Halladay and Johnson would pitch against each other several more times in their major league career. In a "perfect game rematch" on June 10, 2010, Halladay struck out eight batters, walked one, and allowed one run and six hits in eight innings, while Johnson struck out five, walked one, and gave up three hits. The Marlins ended their four-game losing streak in a 2–0 victory over the Phillies. On May 10, 2011, Halladay pitched a complete game loss when Omar Infante reached home on an error in the eighth inning. Johnson, who pitched only seven innings and left the game tied, was credited with a no decision. On April 11, 2012, Johnson, who had not won a game in nearly a year, allowed five runs in the third inning to clear the way for a 7–1 Phillies victory. Halladay, meanwhile, held the Marlins to one run across seven innings. Johnson, the Marlins' ace, maintained a respect for Halladay throughout their careers, referring to himself once as "like a little brother" to Halladay.
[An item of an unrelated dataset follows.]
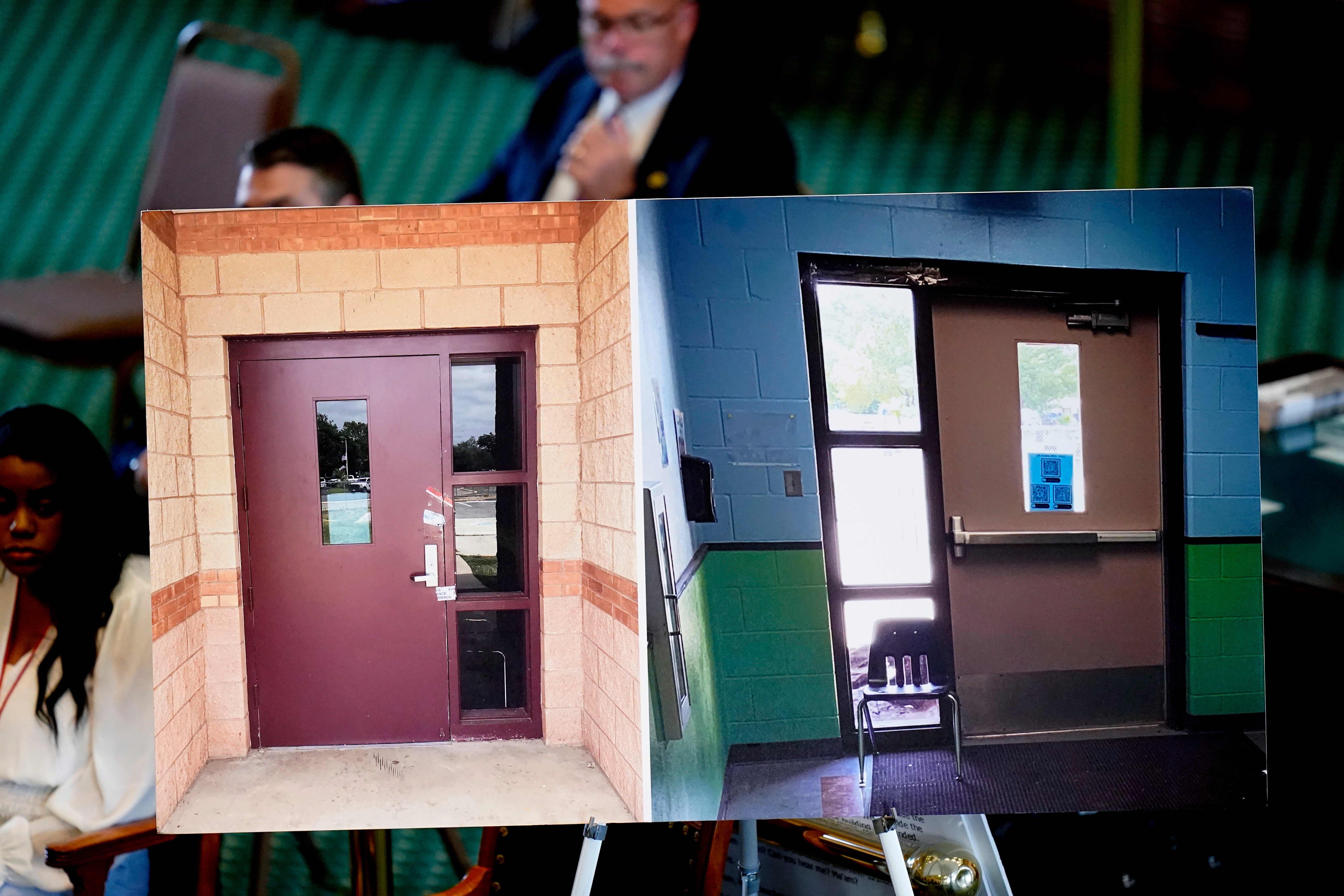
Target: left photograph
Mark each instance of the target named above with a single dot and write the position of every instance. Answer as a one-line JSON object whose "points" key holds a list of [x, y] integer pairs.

Shortly after midnight on November 7, 2017, Halladay died when the ICON A5 plane that he had been flying crashed into the Gulf of Mexico, off the coast of Florida. He was 40 years old. The Blue Jays officially retired Halladay's No. 32 jersey number on March 29, 2018, the first day of the 2018 season. The Phillies originally planned to retire Halladay's No. 34 jersey on May 29, 2020, the 10th anniversary of his perfect game, but the COVID-19 pandemic delayed the 2020 MLB season until July. The retirement ceremony was rescheduled for August 8, 2021. On January 22, 2019, the Baseball Writers' Association of America voted to elect Halladay into the National Baseball Hall of Fame. He received an 85.4% vote on the first ballot, far above the 75% threshold required for election. Halladay was posthumously inducted into the Hall of Fame on July 21, 2019; at the request of his family, Halladay's Hall of Fame plaque has no team logo on the baseball cap, as there was "no way to choose" between Toronto and Philadelphia.